A especialista constata: "Faço esses registros para que o leitor entenda o que significa dizer que a violência contra a mulher é 'estrutural', termo usado para descrever o enraizamento de práticas, noções e posições que vulnerabilizam a mulher e reforçam os estigmas de que ela seja inferior ao homem, ou que tenha menos direitos que o homem, ou menos dignidade que um homem, ou seja de menos confiança".
Machismo incide sobre outras situações
Iniciativas como o Projeto de Lei 5.096/2020 são uma tentativa de descortinar o véu de violências simbólicas e de práticas naturalizadas de violações às mulheres que assistimos recorrentemente na Justiça, diz Bruna Barbieri. No acesso à Justiça, são várias as situações em que o machismo pesa sobre as mulheres.
"A mãe que possui filhos com mais de um homem, muitas vezes, já é pré-julgada pelo preconceito de ter se relacionado com 'muitos'; a mãe que teve relacionamento paralelo com um homem casado já é, muitas vezes, pré-julgada, mesmo sem se saber ela também não fora enganada; a mãe que pede alimentos gravídicos pode ser vista como irresponsável por engravidar de relacionamentos passageiros; a mãe que pede o aborto de um bebê fruto de uma violência sexual acaba sendo pré-julgada como desumana, mesmo sendo ela quem irá carregar, por nove longos meses, a lembrança diária da violência sofrida."
Segundo a professora, essa é uma reflexão que deve perpassar a mente e o coração de todo profissional do Direito: quais as repercussões que meus atos, minha fala e meus escritos no processo judicial podem causar sobre a outra pessoa? "A proposta aprovada na Câmara traz, em suas entrelinhas, a empatia e a fraternidade como deveres éticos e jurídicos que atravessam o atuar profissional do jurista. Por isso, mais pertinente é a lembrança da lição do psicoterapeuta Carl Jung: 'Conheça todas as teorias, domine todas as técnicas, mas ao tocar uma alma humana, seja apenas outra alma humana'."

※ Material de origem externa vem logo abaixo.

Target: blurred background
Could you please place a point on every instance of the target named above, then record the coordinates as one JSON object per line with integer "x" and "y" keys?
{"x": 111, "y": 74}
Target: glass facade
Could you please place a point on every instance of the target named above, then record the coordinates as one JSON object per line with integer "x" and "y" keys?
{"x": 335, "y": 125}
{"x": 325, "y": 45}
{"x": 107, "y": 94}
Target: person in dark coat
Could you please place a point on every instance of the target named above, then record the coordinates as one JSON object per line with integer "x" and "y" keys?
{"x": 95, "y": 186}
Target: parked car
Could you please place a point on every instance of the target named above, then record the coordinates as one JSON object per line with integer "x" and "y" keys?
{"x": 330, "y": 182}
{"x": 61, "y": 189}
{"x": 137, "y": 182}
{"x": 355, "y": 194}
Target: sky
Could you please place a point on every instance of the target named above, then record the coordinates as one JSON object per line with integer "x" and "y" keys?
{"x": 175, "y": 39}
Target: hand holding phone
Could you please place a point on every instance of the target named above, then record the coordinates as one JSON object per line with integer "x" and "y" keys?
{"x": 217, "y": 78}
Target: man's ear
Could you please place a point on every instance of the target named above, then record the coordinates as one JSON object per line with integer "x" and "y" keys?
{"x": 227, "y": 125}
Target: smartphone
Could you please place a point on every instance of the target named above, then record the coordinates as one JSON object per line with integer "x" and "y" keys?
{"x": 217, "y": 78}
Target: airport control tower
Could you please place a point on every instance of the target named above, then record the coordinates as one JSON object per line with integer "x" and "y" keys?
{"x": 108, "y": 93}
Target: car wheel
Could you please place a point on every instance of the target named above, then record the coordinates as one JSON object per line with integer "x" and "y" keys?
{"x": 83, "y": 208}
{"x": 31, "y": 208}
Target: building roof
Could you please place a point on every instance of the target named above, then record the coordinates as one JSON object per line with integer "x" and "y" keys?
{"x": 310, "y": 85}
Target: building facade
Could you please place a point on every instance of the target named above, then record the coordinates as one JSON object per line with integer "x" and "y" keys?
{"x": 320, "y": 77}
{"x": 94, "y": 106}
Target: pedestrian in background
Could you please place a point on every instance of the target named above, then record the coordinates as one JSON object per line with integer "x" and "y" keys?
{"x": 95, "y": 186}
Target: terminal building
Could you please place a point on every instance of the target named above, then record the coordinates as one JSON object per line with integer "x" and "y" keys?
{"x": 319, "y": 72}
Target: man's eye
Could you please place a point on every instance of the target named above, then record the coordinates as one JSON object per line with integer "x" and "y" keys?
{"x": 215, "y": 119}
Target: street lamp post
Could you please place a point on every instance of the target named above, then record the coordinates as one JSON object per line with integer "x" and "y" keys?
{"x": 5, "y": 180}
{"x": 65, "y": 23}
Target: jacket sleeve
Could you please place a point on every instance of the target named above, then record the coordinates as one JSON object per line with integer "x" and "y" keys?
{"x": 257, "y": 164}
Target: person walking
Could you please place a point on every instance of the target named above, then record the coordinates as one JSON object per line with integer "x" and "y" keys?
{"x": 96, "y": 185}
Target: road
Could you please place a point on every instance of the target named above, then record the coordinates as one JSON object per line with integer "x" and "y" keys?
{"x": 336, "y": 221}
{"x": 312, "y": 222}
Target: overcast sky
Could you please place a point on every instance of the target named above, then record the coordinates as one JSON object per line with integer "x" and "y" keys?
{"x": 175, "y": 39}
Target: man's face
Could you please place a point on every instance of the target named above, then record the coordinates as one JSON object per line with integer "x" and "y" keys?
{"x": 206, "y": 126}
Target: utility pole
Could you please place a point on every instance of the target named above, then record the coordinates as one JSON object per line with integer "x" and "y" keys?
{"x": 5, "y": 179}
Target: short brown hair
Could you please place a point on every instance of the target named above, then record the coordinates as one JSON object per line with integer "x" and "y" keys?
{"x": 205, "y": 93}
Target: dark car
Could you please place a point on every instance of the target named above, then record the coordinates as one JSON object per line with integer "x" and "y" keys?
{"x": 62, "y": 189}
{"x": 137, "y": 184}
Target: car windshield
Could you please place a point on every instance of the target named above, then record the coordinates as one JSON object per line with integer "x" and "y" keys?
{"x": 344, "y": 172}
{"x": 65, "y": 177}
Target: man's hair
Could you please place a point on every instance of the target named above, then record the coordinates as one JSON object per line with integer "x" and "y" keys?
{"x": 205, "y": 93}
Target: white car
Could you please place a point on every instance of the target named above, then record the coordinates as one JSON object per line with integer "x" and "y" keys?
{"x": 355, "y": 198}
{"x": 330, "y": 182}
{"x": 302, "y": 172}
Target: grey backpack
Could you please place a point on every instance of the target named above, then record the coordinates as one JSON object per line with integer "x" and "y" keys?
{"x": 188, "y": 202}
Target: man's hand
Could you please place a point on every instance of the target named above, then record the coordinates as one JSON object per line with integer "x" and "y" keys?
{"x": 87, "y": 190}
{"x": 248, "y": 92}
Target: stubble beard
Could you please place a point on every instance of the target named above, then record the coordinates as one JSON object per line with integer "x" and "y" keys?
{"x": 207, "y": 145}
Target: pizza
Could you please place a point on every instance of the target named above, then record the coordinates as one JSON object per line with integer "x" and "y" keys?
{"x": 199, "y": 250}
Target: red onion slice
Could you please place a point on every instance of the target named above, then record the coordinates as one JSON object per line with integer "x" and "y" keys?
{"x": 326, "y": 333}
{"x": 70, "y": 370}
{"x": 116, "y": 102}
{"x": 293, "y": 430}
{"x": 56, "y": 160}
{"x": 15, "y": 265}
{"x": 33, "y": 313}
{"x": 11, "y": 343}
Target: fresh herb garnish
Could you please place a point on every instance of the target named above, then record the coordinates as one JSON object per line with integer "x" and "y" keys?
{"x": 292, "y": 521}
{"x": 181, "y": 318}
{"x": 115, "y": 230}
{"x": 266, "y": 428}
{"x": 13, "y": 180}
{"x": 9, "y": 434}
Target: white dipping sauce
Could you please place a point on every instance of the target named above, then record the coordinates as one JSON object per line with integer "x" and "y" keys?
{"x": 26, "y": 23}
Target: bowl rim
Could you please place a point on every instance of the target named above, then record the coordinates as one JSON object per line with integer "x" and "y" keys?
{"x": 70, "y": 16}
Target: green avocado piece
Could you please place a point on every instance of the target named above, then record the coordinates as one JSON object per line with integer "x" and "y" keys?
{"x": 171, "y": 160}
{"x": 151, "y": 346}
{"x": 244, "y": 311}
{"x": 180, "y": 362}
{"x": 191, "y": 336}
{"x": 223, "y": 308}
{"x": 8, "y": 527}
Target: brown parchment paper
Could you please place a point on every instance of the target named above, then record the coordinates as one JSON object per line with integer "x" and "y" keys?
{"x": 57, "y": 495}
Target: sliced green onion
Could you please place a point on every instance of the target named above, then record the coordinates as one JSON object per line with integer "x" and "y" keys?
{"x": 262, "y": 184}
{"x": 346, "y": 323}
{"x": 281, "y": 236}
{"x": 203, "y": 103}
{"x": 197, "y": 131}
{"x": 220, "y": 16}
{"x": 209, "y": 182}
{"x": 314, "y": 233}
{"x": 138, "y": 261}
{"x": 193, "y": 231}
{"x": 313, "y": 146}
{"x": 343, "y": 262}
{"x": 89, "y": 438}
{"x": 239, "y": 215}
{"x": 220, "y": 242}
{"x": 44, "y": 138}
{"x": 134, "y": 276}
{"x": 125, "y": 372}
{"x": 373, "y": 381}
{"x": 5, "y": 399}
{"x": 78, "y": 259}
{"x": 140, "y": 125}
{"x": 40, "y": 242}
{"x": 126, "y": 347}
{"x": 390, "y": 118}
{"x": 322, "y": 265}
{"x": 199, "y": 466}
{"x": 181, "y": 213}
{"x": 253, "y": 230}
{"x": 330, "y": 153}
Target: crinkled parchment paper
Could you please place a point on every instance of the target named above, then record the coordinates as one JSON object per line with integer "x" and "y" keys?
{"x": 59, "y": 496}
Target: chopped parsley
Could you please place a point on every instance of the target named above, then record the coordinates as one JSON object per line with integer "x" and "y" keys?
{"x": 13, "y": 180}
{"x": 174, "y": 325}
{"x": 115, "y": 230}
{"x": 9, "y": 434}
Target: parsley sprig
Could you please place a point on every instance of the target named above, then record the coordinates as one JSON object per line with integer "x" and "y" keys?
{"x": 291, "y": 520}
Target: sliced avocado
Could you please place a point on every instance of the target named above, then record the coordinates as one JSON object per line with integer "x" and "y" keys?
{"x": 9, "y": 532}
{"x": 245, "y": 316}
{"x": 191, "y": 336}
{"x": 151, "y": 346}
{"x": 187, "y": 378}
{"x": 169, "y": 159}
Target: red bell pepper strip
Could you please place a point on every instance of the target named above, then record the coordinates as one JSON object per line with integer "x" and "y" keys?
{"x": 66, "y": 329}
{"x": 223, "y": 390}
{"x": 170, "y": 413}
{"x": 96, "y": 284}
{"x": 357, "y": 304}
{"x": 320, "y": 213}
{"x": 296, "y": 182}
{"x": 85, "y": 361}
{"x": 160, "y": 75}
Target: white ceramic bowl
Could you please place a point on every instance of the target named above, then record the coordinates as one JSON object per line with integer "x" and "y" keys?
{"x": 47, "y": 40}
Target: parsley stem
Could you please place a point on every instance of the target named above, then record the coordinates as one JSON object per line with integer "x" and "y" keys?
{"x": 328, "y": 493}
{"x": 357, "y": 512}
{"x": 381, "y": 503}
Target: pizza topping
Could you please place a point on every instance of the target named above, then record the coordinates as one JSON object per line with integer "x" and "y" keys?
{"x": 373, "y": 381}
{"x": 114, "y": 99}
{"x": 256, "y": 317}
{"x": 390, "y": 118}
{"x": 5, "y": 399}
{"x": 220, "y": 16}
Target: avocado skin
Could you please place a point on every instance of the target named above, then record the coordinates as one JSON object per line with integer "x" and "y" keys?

Para Bruna Barbieri, toda legislação promulgada tem um importante efeito pedagógico de levar ao conhecimento da sociedade e munir a comunidade jurídica dos nomes correspondentes aos males que se pretende combater. "Caso aprovada, a futura lei irá inserir, de forma definitiva, o dever de cordialidade, humanidade e urbanidade no âmbito dos processos criminais, que sempre foram exigidos, mas que não dispunham, ainda, de medidas de fiscalização e punição caso descumpridos."

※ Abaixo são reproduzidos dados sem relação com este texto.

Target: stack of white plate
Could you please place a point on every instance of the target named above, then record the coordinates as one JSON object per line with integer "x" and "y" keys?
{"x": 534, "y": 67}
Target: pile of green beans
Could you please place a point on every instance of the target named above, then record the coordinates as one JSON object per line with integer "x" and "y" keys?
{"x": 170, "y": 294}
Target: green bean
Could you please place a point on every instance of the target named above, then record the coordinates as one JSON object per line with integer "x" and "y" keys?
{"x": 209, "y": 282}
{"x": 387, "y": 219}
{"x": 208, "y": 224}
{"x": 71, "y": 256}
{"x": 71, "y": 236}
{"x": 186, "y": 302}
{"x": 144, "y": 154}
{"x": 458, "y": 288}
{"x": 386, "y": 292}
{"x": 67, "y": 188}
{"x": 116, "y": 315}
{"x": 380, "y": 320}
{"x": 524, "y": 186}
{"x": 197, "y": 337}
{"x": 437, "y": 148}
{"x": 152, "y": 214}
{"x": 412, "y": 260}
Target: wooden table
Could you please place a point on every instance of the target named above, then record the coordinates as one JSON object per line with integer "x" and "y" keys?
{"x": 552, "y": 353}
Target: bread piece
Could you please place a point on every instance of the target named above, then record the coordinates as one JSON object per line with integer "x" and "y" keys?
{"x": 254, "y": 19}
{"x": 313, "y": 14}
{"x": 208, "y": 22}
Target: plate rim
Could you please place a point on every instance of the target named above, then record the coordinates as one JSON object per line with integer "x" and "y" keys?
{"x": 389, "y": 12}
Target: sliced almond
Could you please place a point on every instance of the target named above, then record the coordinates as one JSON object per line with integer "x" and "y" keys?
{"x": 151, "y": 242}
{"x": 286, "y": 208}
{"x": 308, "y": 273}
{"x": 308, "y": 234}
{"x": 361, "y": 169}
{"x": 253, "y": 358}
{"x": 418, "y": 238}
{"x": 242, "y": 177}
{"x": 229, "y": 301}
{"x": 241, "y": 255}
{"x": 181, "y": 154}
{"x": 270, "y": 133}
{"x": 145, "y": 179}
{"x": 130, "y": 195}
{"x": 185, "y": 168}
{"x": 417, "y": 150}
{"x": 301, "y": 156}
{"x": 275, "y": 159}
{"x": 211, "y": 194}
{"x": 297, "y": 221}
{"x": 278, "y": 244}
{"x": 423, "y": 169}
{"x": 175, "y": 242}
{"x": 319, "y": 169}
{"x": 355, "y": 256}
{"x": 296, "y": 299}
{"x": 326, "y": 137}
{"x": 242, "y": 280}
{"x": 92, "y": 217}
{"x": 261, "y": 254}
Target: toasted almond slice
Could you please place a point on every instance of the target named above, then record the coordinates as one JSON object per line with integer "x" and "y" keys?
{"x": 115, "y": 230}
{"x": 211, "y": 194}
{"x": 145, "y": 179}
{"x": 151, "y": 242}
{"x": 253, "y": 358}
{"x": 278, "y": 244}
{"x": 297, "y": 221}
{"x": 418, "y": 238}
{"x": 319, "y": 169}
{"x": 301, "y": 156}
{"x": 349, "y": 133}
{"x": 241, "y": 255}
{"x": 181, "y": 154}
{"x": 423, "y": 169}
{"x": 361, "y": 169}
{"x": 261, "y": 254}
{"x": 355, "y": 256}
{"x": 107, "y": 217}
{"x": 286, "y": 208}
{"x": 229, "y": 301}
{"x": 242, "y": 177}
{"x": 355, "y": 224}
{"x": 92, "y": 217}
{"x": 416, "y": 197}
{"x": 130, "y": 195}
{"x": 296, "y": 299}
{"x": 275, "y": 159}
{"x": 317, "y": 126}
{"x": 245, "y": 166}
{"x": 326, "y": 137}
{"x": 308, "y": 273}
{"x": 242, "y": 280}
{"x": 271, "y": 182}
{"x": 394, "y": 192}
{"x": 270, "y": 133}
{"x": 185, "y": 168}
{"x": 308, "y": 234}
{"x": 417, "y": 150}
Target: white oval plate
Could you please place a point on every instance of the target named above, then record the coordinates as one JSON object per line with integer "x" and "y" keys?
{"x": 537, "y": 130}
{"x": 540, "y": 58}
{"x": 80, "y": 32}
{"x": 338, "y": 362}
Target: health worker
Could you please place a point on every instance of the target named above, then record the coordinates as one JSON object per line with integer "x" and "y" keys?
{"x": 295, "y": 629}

Ela conclui: "Os nomes importam e a existência de ferramentas jurídicas adequadas para cada violação de direitos também é importante, especialmente diante da natureza institucional e estrutural de violências a categorias específicas de vulneráveis, como as mulheres. Espera-se que a promulgação da futura Lei seja acompanhada da necessária divulgação e conscientização das pessoas e dos profissionais de Direito, a fim de que cenas lamentáveis como a do caso Mariana Ferrer sejam apenas uma lembrança triste e superada nos anais do Judiciário brasileiro".